Porque a gente não transforma a vida PARA as pessoas. A gente transforma a vida COM as pessoas.

Não vejo muitas pessoas comigo. Não o suficiente para mudar. Talvez seja a hora de ser estrategista. Reconhecer a derrota na batalha, mudar, pra amanhã não ter que reconhecer que perdemos a guerra.

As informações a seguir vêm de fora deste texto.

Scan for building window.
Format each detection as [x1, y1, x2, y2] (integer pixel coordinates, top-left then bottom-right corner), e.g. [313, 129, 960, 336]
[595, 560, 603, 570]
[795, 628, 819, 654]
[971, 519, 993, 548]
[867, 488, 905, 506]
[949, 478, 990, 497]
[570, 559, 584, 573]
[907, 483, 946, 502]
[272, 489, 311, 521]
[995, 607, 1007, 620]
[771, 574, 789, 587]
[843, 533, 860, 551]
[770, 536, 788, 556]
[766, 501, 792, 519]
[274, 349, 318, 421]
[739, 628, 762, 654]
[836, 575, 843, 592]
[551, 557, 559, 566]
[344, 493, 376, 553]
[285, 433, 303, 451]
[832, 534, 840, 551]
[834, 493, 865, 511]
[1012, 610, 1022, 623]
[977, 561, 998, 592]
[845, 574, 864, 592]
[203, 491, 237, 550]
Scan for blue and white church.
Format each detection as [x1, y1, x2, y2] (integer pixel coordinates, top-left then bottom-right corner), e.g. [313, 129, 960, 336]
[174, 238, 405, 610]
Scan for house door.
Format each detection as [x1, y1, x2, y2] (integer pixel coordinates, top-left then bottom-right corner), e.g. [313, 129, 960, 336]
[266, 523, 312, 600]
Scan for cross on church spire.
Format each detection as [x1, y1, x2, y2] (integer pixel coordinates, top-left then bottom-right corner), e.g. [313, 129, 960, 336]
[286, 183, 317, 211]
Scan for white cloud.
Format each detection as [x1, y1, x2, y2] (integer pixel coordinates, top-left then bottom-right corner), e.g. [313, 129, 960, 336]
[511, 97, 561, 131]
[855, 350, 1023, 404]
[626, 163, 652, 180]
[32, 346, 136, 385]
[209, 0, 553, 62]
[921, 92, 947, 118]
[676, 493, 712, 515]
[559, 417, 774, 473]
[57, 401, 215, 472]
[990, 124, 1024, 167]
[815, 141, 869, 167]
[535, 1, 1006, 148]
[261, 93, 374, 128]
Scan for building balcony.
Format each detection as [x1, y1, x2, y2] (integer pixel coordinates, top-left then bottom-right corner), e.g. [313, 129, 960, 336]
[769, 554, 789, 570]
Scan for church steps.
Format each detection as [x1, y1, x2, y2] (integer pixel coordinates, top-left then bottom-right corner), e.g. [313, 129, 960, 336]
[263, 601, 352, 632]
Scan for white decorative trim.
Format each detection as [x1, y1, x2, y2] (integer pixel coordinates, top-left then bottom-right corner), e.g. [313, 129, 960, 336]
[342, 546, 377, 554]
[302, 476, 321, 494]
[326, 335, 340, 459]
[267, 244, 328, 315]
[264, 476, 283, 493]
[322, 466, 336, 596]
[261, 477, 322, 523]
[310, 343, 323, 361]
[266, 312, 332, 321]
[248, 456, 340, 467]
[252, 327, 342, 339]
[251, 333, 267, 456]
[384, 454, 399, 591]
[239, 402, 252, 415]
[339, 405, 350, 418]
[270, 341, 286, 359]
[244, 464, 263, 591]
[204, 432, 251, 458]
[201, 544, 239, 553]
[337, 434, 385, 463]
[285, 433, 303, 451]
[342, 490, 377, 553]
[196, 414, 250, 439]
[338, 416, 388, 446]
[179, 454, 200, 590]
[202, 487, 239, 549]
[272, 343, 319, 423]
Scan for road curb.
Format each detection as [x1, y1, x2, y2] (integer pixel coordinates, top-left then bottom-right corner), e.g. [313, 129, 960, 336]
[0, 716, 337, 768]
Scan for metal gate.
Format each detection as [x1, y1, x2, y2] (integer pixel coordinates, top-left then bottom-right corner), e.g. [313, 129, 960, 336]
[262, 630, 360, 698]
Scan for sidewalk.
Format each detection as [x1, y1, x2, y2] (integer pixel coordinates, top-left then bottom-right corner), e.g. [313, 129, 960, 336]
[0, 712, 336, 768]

Mente em ebulição. Para quem acredita em mim, não se preocupe: não desisti. Essa opção não me cabe. Apenas estou cansado de apanhar. Não sou Cristo. Quero também socar, bater.

E no lugar certo!

Rodrigo Ciríaco

P.S.: pra quem quiser saber mais detalhes sobre as coisas que estão acontecendo, com força pra poder colaborar na mudança dessa parada, escreve aí pra gente quem sabe, bater um papo, pensarmos juntos: rodrigociriaco@yahoo.com.br

Um comentário:

Rika disse...

Rodrigo,
Trabalhei pouco tempo na educação como P3, mas consegui entender a acomodação que domina estas pessoas. Você com tua garra, é o Oásis no deserto, por favor não seque. Certamente, muito ou pouco, o que vc faz é o que as crianças tem para contar.
Falta de comprometimento das outras pessoas está diretamente relacionada à falta de comprometimento da direção, porque no mundo do trabalho não é diferente da nossa casa. Os filhos costumam se espelhar nos pais, logo, os comandados esperam exemplos de seus comandantes.
Quando o desânimo bater pense que os errados são eles! E creia-me: SÃO!
Entendo que as vezes nos sentimos sozinhos e impotentes diante de situações, não se revolte com isso! Dá úlcera...
Entenda que vc pode fazer muito, mas com a ajuda deles poderia fazer muito mais, porém, não se culpe se o embotamento os impede de enxergar o que vc enxergou há tanto tempo e com tão pouca idade.
Admiro-te por demais!
Por favor continue! Não prive as suas crianças e adolescentes das suas idéias, das suas ações, da sua companhia!